Now let’s recap! IEML has the same power as a natural language. It can handle…
- narration and causal modelling,
- dialogue, reasoning and translation,
- indexation, reference and self-explanation.
It has the same power as a natural language *and* at the same time, it is also a mathematical category. This means that is organizes a morphism or a systematic correspondance between an algebra and a graph structure
The algebra is about the linearity of texts: all IEML expressions are punctuated sequences of the six primitives. We have probably a non-commutative ring (the demonstration have been made for the layer of words – see here chapter 5 – it is still a conjecture for the layer of sentences).
The graph structure is about the concept network. At the grammatical level you have syntactic trees of nested sentences which cross paradigmatic matrixes. This makes a rather interesting graph, a kind of rhizome. And on top of that, link sentences combined with syntactic conditions produce more semantic relations between concepts.
Of course mathematization does not mean necessarily quantification. It can be a formalization of qualitative structures. In particular, abstract algebra can handle all kinds of symmetry systems and not only in the realm of numbers and geometrical figures.
The secret of the computability of IEML semantics lies in its coding principle. Semantic symmetries (the signified) are coded by syntactic symmetries (the signifier). And paradigmatic matrixes are created by functions with constants and variables.
If I were not held back by my modesty, I would say that Chomsky mathematized the syntagmatic trees and that – thanks to the coding system I have just explained – I have added the mathematization of paradigmatic matrices.
Conclusion
Which new perspectives would IEML bring if it was adopted as a Semantic Protocol?
First, general semantic interoperability. Semantic interoperability means that – coded in IEML – the meaning will be computable and easily sharable. Semantic interoperability is not about formats (like RDF, for example) but about architectures of concepts, ontologies and data models that would be connected across different domains, because nodes and links can be brought back automatically to the same dictionary according to the same grammar. Semantic interoperability means essentially an augmented collective intelligence.
For neuronal AI, if the tokens taken into account by the models were variables of a semantic algebra instead of phonetic chains of characters in natural languages, the machine learning would be more effective, and the results would be more transparent and explainable. My intention is to pursue the research direction of « semantic Machine learning ». Labelling / annotating data with good ontologies helps *generalization* in machine learning!

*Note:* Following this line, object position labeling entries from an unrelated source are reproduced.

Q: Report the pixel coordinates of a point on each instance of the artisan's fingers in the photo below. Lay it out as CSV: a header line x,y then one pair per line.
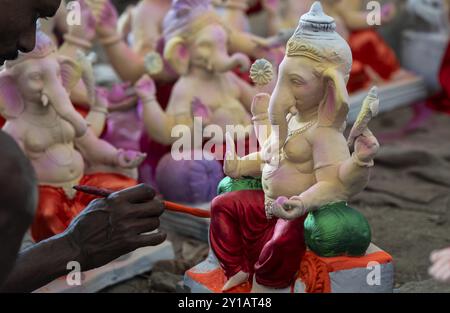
x,y
136,194
150,239
152,208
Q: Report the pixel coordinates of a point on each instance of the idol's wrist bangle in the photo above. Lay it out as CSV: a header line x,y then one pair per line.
x,y
79,42
362,163
149,100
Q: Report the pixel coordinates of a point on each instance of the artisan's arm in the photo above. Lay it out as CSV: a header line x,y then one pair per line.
x,y
40,264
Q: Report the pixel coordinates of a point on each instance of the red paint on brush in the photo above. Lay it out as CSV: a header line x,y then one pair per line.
x,y
171,206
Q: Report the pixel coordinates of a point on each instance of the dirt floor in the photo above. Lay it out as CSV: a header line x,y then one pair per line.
x,y
409,219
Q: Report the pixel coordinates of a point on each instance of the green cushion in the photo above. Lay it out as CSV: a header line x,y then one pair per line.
x,y
337,229
229,184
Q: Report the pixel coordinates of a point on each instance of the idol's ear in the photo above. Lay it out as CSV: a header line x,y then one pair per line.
x,y
334,108
71,72
11,104
176,52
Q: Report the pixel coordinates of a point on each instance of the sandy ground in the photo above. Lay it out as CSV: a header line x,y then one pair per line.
x,y
408,234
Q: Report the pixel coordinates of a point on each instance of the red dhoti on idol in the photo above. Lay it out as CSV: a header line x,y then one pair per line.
x,y
244,239
56,210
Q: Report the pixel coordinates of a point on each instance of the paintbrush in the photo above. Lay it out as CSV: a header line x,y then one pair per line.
x,y
171,206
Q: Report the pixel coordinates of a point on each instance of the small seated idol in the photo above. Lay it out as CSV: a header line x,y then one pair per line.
x,y
208,91
306,169
35,101
133,59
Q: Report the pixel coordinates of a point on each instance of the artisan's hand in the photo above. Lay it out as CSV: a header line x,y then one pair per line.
x,y
231,162
289,209
366,146
109,228
130,159
440,270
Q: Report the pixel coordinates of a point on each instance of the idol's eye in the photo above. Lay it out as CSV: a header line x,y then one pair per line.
x,y
297,82
35,76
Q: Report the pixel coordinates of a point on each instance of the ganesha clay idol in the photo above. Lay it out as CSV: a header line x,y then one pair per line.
x,y
62,148
291,233
207,93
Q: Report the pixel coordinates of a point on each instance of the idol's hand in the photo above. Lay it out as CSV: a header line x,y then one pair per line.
x,y
130,159
289,209
232,161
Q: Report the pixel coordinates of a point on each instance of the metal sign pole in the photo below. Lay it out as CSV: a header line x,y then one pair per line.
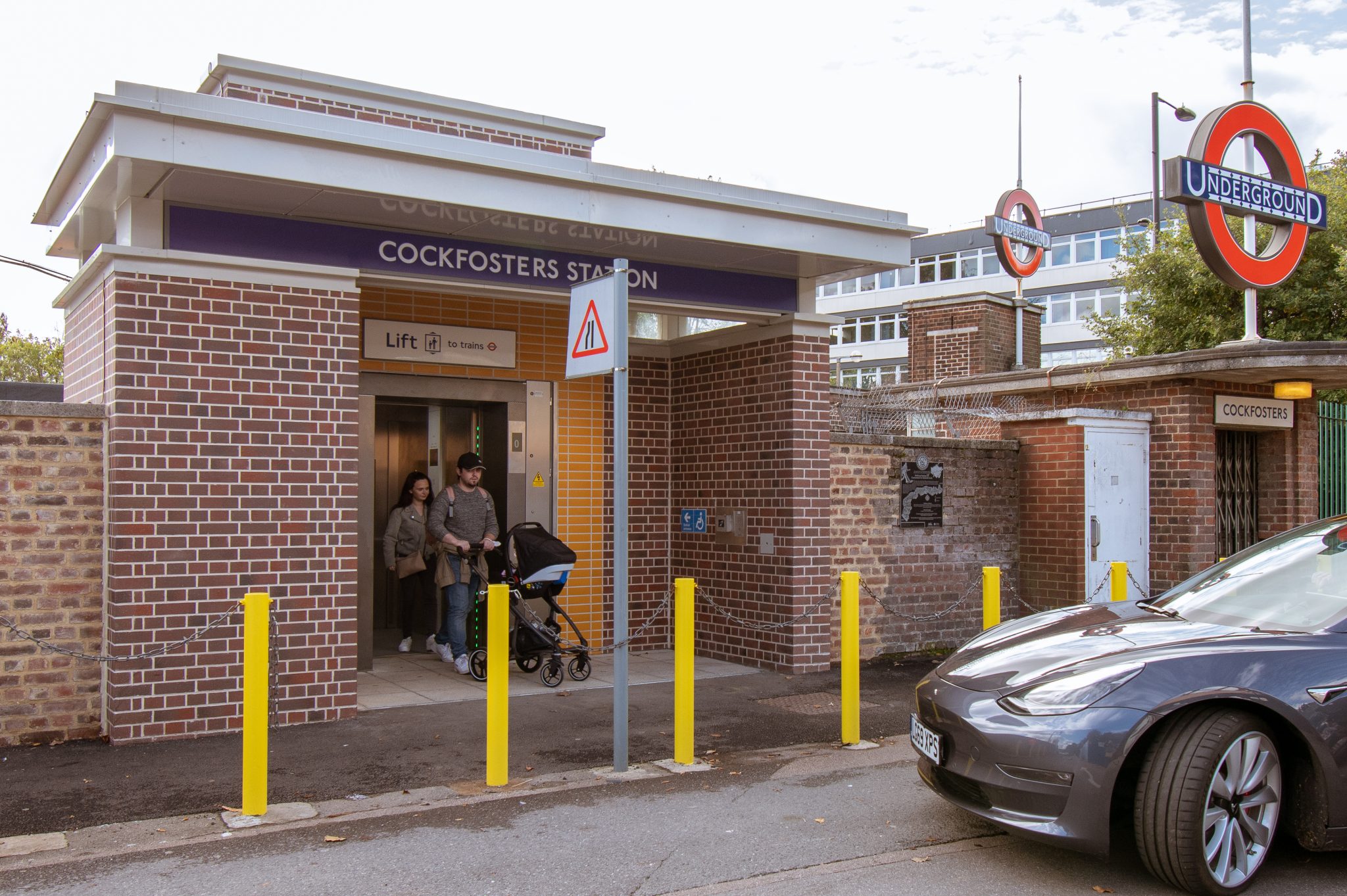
x,y
620,515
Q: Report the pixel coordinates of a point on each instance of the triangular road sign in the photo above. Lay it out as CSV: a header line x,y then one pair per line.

For symbolic IA, we would have concepts and their relations generated by semantic functions. Even more importanly, the mode of definition of concepts would change radically. Instead of having concepts that are defined separately from each other by means of unique identifiers (the URIs) on the model of referential semantics, we would have concepts defined by other concepts of the same language, like in a dictionary.
We know that there are problems of accumulation, sharing and recombination of knowledge between AI systems / models. A semantic protocol based on IEML will lead to logical de-compartmentalization, neuro-symbolic integration, accumulation and fluid recombination of knowledge.
The blockchain domain is important because it means the automation of value allocation. Today, smart contracts are written in many different programming languages bringing problems of interoperability between machines and readability for non-programming humans. With a semantic protocol based on IEML, smart contracts would be readable by humans and executable by machines.
The metaverse is about an immersive, interactive, social and playful user experience. Today, it includes mainly simulations, reproductions or augmentations of a physical 4D universe. With a semantic protocol based on IEML, the Metaverse could contain new sensory-motor simulations of the world of ideas, memory and knowledge.
A scientific revolution has already started with the digitization of archives, the abundance of data produced by human activities, the increased computer power availability, and data sharing within transdisciplinary teams. The name of this revolution is of course «digital humanities». But the field is still plagued by theoretical and disciplinary fragmentation, and weak mathematical modelling. With a semantic protocol based on IEML, the world of meaning and value would be unified and made computable. (Again, this does not mean reduction to quantity, or any kind of reductionism, for that matter). It would foster the emergence of an inexhaustible and complex semantic cosmos allowing for every point of view and every interpretation system to express itself. It would also lead to a better exploitation of a common memory, bringing a more reflexive knowledge to human communities.